Arzneimittel heilen, Legal Highs schaden
Am Ende geht es um Drogenpolitik: Ob der Verkauf von Betäubungsmitteln eine Straftat ist, regelt das BtMG mitsamt seinen Anlagen abschließend (der Wirkstoff JWH-210, um den es hier geht, wurde inzwischen in Anlage II des BtMG aufgenommen). Das AMG darf nicht als Auffangtatbestand für solche Substanzen herhalten, die der Gesetzgeber – beziehungsweise die Bundesregierung, soweit es um die Anlagen geht – dem Anwendungsbereich des BtMG nicht oder noch nicht unterworfen hat. Dies ist ein Gebot des Art. 103 Abs. 2 des Grundgesetzes, wonach die Strafbarkeit "gesetzlich bestimmt" worden sein muss, bevor die Tat begangen wurde.
Fielen Legal Highs in den Anwendungsbereich des AMG, würden außerdem die Grenzen zwischen Arzneimittel- und Betäubungsmittelrecht verschwimmen und die verfassungsrechtlich geforderte Normenklarheit auf der Strecke bleiben. Erinnert sei an den Zweck des AMG, "im Interesse einer ordnungsgemäßen Arzneimittelversorgung von Mensch und Tier für die Sicherheit im Verkehr mit Arzneimitteln, insbesondere für die Qualität, Wirksamkeit und Unbedenklichkeit der Arzneimittel" zu sorgen.
Insoweit ist zu hoffen, dass der EuGH die ihm vorgelegte Frage im Sinne des 3. Strafsenats beantwortet und klarstellt, dass die Richtlinie (und damit auch § 2 AMG) nicht so auslegen ist, dass die Legal Highs Funktionsarzneimittel sind. Sollten die Luxemburger Richter eine andere Auslegung bevorzugen, müsste der BGH dieses Ergebnis immer noch mit der deutschen Rechtssystematik und mit Art. 103 Abs. 2 GG in Einklang bringen.
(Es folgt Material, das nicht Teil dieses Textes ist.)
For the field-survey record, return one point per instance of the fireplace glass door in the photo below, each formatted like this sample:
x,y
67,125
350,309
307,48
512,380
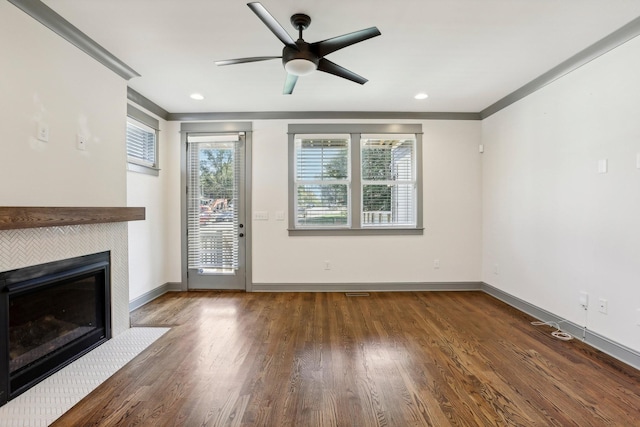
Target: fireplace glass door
x,y
53,314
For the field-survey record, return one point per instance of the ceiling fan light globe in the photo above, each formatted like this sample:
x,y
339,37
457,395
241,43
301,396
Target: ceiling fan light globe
x,y
300,67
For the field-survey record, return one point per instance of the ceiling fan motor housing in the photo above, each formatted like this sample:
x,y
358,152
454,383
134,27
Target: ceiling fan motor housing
x,y
303,51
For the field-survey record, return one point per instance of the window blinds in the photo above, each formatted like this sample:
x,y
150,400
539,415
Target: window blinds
x,y
388,181
141,144
213,227
322,181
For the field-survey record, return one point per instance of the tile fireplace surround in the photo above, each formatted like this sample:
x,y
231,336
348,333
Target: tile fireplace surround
x,y
23,247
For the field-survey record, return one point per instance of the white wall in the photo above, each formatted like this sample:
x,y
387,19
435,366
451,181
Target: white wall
x,y
552,224
44,78
154,245
452,210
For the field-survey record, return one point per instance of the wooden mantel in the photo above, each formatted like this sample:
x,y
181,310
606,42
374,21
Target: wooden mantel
x,y
12,218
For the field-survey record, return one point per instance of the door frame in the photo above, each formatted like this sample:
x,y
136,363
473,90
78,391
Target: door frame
x,y
216,127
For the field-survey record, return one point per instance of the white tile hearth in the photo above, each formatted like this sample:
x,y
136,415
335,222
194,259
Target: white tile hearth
x,y
43,404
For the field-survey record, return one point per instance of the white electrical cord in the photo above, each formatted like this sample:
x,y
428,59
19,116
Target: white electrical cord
x,y
564,336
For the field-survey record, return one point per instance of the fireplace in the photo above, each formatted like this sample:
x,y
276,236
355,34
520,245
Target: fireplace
x,y
51,314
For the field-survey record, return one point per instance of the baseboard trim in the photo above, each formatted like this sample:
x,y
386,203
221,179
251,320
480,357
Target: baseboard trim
x,y
366,287
595,340
153,294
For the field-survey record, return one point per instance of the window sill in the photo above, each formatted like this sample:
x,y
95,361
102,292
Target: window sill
x,y
132,167
356,231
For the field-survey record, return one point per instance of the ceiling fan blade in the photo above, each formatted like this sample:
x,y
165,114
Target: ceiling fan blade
x,y
244,60
325,47
271,22
289,84
333,68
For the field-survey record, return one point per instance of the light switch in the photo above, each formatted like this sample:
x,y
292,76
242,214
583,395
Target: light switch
x,y
81,142
261,215
43,132
602,166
Der Rest wäre eine Frage des Verbotsirrtums: Wenn sich schon der BGH nicht sicher ist, ob das Tun des Angeklagten strafbar war, und wenn weder eindeutige Entscheidungen des EuGH noch höchster deutscher Gerichte dazu existierten, dann wird man kaum zu dem Ergebnis kommen können, der Irrtum des Angeklagten über die Strafbarkeit sei vermeidbar gewesen.
Der Autor Dr. iur. habil. Helmut Pollähne ist Privatdozent am Institut für Kriminalpolitik der Universität Bremen und Rechtsanwalt in Bremen.